Professeur Nathan Clumeck: "Je souhaite le port généralisé de masques, arrêtons de prendre la population pour des enfants"

Professeur Emérite en maladies infectieuses à l’ULB et au CHU Saint-Pierre, Nathan Clumeck est l’invité du Grand Oral RTBF/Le Soir ce samedi 4 avril sur La Première. Au menu: Le début de la fin de l'épidémie ; le manque de préparation ; le port généralisé de masques.

Pour Nathan Clumeck, le port du masque (chirurgical) sera décisifs pour la population pour sortir de la crise : "Je souhaite que la population s’en serve à la fin de la crise. Les masques sont utiles ! Ils filtrent à 98%, si pas plus, et dans les deux sens. À la sortie du confinement social, on pourrait arriver à ce que j’appelle un autoconfinement : chacun porte un masque. Il se protège lui-même des autres, et il protège les autres".

Dire aux gens que porter un masque, c’est l’enlever au personnel soignant, c’est très culpabilisant. On aurait dû réfléchir à deux fois avant de dire ça

Pour le professeur Clumeck, on communique mal autour de ces masques : "Le message doit évoluer", explique-t-il. "Dire aux gens que porter un masque, c’est l’enlever au personnel soignant, c’est très culpabilisant. On aurait dû réfléchir à deux fois avant de dire ça. Si le personnel est démuni, ce n’est pas la faute de la population, c’est une absence de prévoyance et d’anticipation". Pour Nathan Clumeck, le discours sur le masque est mal réfléchi. "J’aurais préféré que l’on dise que les masques sont utiles, mais qu’ils sont trop rares pour l’instant. Pas besoin de traiter les gens comme des enfants. Ces masques auraient pu être utiles et auraient pu rassurer les gens".

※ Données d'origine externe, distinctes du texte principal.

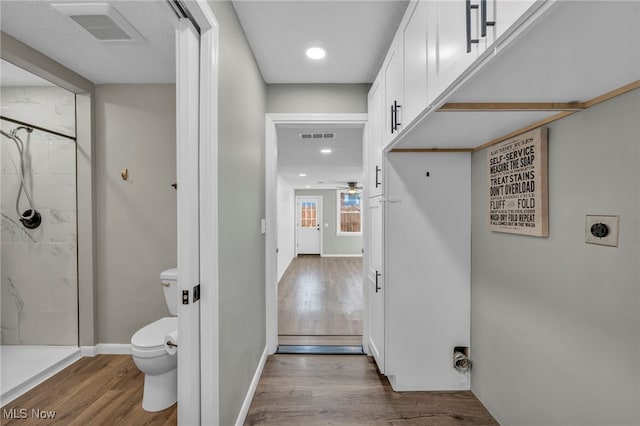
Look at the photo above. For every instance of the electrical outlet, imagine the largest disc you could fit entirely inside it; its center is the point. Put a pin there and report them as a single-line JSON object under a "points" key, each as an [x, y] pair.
{"points": [[602, 230]]}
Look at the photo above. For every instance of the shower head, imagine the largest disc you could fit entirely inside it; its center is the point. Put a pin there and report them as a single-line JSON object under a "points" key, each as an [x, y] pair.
{"points": [[15, 131]]}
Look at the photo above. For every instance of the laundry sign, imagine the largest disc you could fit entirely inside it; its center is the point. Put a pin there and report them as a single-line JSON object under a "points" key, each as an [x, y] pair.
{"points": [[518, 185]]}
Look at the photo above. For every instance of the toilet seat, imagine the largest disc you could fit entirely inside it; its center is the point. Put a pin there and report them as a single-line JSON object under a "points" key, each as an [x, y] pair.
{"points": [[148, 342]]}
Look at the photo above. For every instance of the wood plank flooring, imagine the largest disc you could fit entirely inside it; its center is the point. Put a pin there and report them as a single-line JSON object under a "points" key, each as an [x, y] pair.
{"points": [[348, 390], [103, 390], [321, 296]]}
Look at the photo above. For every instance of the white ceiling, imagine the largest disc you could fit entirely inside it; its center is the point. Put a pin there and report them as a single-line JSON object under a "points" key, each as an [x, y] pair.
{"points": [[355, 34], [37, 24], [296, 155]]}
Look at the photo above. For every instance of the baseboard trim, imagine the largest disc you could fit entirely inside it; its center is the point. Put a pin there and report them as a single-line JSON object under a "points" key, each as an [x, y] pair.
{"points": [[244, 410], [106, 349]]}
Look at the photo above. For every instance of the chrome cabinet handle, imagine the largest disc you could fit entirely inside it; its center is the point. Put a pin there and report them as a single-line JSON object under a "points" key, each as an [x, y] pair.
{"points": [[470, 41]]}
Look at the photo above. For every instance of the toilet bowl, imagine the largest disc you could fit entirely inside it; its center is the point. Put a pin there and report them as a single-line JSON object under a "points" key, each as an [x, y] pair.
{"points": [[150, 354]]}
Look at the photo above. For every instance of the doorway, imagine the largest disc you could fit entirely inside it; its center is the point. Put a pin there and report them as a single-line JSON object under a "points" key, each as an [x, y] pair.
{"points": [[308, 222], [326, 281]]}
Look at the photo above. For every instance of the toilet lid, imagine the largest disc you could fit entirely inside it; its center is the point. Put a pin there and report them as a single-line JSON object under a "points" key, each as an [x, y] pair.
{"points": [[152, 335]]}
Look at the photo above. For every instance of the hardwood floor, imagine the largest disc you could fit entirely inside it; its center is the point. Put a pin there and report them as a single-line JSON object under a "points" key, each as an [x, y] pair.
{"points": [[103, 390], [321, 296], [348, 390]]}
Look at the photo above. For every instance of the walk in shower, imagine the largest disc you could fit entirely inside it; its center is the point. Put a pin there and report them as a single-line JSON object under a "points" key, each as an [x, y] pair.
{"points": [[38, 238]]}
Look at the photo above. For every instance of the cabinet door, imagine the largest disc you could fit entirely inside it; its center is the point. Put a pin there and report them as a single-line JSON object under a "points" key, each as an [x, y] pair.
{"points": [[374, 140], [393, 74], [375, 282], [447, 37], [500, 15], [415, 61]]}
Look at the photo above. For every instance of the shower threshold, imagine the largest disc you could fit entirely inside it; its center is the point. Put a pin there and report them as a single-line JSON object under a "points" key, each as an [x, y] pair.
{"points": [[26, 366]]}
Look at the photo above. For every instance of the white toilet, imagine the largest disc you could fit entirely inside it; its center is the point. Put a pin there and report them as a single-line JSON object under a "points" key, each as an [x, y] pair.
{"points": [[151, 356]]}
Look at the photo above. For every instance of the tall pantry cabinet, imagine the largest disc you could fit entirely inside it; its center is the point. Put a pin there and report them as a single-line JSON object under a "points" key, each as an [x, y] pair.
{"points": [[418, 204]]}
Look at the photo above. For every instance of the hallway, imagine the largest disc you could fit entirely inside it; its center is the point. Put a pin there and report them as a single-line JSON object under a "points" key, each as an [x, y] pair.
{"points": [[320, 301], [348, 390]]}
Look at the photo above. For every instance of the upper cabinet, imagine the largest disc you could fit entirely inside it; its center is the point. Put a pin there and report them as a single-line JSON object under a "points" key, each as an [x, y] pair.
{"points": [[414, 36], [373, 168], [435, 45], [454, 42], [497, 16], [393, 83]]}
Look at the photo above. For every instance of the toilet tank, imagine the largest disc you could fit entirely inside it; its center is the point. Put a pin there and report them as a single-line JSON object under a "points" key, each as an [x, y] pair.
{"points": [[169, 280]]}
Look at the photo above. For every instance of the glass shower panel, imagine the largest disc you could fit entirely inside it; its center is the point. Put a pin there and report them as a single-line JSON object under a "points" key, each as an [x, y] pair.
{"points": [[39, 295]]}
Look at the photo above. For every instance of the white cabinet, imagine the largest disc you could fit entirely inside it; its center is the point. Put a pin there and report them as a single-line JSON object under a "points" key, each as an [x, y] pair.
{"points": [[373, 161], [375, 282], [453, 42], [497, 16], [427, 268], [393, 84], [414, 36]]}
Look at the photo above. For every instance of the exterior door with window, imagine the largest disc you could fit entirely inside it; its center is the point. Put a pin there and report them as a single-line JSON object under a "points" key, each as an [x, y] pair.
{"points": [[308, 221]]}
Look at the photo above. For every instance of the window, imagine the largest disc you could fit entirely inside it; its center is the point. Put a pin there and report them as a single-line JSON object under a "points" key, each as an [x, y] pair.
{"points": [[349, 213]]}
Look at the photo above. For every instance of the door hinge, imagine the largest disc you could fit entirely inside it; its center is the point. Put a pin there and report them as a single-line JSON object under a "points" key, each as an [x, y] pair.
{"points": [[196, 295]]}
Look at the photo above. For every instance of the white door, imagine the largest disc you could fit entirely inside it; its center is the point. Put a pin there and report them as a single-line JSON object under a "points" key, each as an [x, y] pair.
{"points": [[374, 282], [308, 225], [188, 139]]}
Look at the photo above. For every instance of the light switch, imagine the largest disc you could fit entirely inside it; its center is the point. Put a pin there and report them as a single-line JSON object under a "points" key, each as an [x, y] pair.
{"points": [[602, 230]]}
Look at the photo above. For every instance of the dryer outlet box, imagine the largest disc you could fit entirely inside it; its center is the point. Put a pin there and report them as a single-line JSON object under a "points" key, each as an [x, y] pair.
{"points": [[602, 230]]}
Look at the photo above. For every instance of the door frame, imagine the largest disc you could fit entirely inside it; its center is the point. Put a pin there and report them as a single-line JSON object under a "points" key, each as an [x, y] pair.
{"points": [[271, 209], [320, 200], [198, 384]]}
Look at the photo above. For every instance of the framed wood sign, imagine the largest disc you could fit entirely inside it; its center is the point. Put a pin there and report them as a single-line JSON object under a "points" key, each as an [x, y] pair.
{"points": [[518, 195]]}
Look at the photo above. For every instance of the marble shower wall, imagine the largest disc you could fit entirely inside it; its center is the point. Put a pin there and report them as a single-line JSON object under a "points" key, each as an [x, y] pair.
{"points": [[39, 298]]}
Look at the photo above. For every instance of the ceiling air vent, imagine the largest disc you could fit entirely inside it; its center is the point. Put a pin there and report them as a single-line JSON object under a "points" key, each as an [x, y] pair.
{"points": [[102, 21], [317, 135]]}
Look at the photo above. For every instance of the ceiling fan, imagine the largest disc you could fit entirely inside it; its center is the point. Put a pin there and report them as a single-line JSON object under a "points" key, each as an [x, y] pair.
{"points": [[352, 187]]}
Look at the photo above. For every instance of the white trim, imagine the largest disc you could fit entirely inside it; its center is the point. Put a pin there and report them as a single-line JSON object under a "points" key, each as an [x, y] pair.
{"points": [[271, 207], [244, 410], [188, 199], [320, 199], [209, 337], [106, 349]]}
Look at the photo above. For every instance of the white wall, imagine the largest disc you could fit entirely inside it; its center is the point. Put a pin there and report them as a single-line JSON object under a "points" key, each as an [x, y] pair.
{"points": [[241, 157], [555, 322], [136, 240], [286, 225], [327, 98]]}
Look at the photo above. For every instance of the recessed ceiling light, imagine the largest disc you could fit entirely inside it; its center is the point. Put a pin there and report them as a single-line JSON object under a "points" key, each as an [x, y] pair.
{"points": [[316, 53]]}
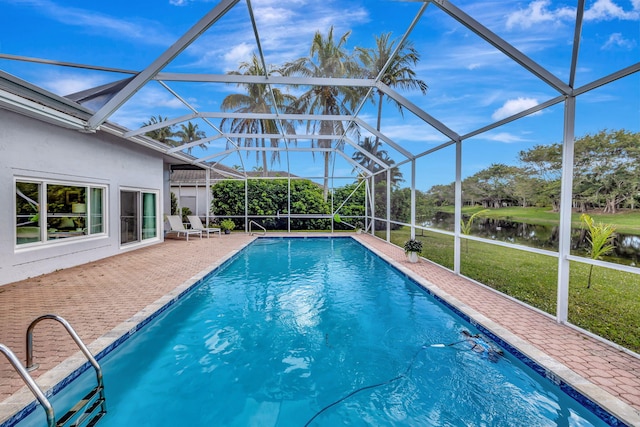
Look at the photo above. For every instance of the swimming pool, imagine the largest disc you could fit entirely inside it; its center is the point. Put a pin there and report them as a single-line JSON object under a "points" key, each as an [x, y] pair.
{"points": [[284, 333]]}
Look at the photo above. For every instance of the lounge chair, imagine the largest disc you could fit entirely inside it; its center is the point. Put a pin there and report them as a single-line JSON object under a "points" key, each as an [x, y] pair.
{"points": [[177, 227], [196, 224]]}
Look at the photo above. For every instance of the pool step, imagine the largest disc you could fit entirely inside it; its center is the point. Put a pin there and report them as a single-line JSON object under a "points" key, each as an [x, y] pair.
{"points": [[85, 409]]}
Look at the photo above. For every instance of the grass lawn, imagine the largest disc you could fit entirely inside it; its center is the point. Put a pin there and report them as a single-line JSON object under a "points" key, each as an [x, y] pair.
{"points": [[626, 221], [610, 308]]}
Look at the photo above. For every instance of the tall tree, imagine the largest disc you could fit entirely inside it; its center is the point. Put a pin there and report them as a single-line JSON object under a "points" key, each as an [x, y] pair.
{"points": [[327, 58], [163, 134], [190, 133], [259, 98], [398, 73]]}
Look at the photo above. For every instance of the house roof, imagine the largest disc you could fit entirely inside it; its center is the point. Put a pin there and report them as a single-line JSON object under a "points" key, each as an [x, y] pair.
{"points": [[91, 110]]}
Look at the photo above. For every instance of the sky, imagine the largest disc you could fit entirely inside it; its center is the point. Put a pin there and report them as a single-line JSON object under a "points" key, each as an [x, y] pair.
{"points": [[471, 84]]}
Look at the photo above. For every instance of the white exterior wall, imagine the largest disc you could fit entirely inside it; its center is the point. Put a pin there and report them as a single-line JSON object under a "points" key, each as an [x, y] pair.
{"points": [[196, 198], [33, 149]]}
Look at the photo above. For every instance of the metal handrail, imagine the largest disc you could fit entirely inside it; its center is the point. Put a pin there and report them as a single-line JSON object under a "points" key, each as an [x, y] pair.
{"points": [[31, 366], [46, 405], [264, 230]]}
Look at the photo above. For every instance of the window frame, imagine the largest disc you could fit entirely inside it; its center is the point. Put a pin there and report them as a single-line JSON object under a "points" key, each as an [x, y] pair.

Covid 19: la surprise générale

Une chose sur laquelle tout le monde est d’accord : ce virus a surpris tout le monde, bien davantage que n’importe quelle épidémie, par le passé. Comment nous sommes-nous laissés dépassés ? "Beaucoup de scientifiques avaient très peur. De nombreux rapports existaient sur les risques d’une pandémie. Certains ont considéré ces rapports comme de l’alarmisme. Niveau budget on s’est demandé si on n’investissait pas trop. Cela dit, nous ne sommes pas tout nus. Il y a l’OMS, des sentinelles sur la grippe, etc. Mais le risque de pandémie n’était pas dans le radar, on n’avait pas de candidat virus, pour en avoir peur".

Le Covid 19 est entré dans une population totalement vulnérable et s’est répandu de manière foudroyante

Mais, même au début de l’épidémie, on l’a vu, de nombreux pays on minimisé, croyaient être prêts. "Pour les premières prédictions, on s’est basé sur des modèles semblables à celui de la grippe. Mais le modèle est erroné. Car beaucoup de gens sont immunisés de la grippe. Or, le Covid 19 est entré dans une population totalement vulnérable et s’est répandu de manière foudroyante. Le modèle de départ n’aurait pas pu le prévoir, on ne pouvait que se tromper". Il y a aussi la comparaison avec le SRAS, dont nous avons pu limiter les dégâts… "Oui, car c’est une maladie symptomatique. Le problème du Covid 19, c’est que la moitié des personnes touchées ne présentent pas de symptômes et contaminent la population. Cela bouleverse la donne". 

La quatrième session pour l'Europe

Il y a enfin la réaction des Européens face à cette crise sanitaire. Pour Nathan Clumeck, l’UE est passée à côté de quelque chose : "Cette pandémie est un examen de passage, et c’est déjà la troisième ou quatrième session. Quand on voit les réflexes individualistes de chacun… Juste pour un fonds de solidarité, on n’est pas d’accord. La Belgique s’est même abstenue, c’est triste. Une partie de l’Europe est refermée sur elle même."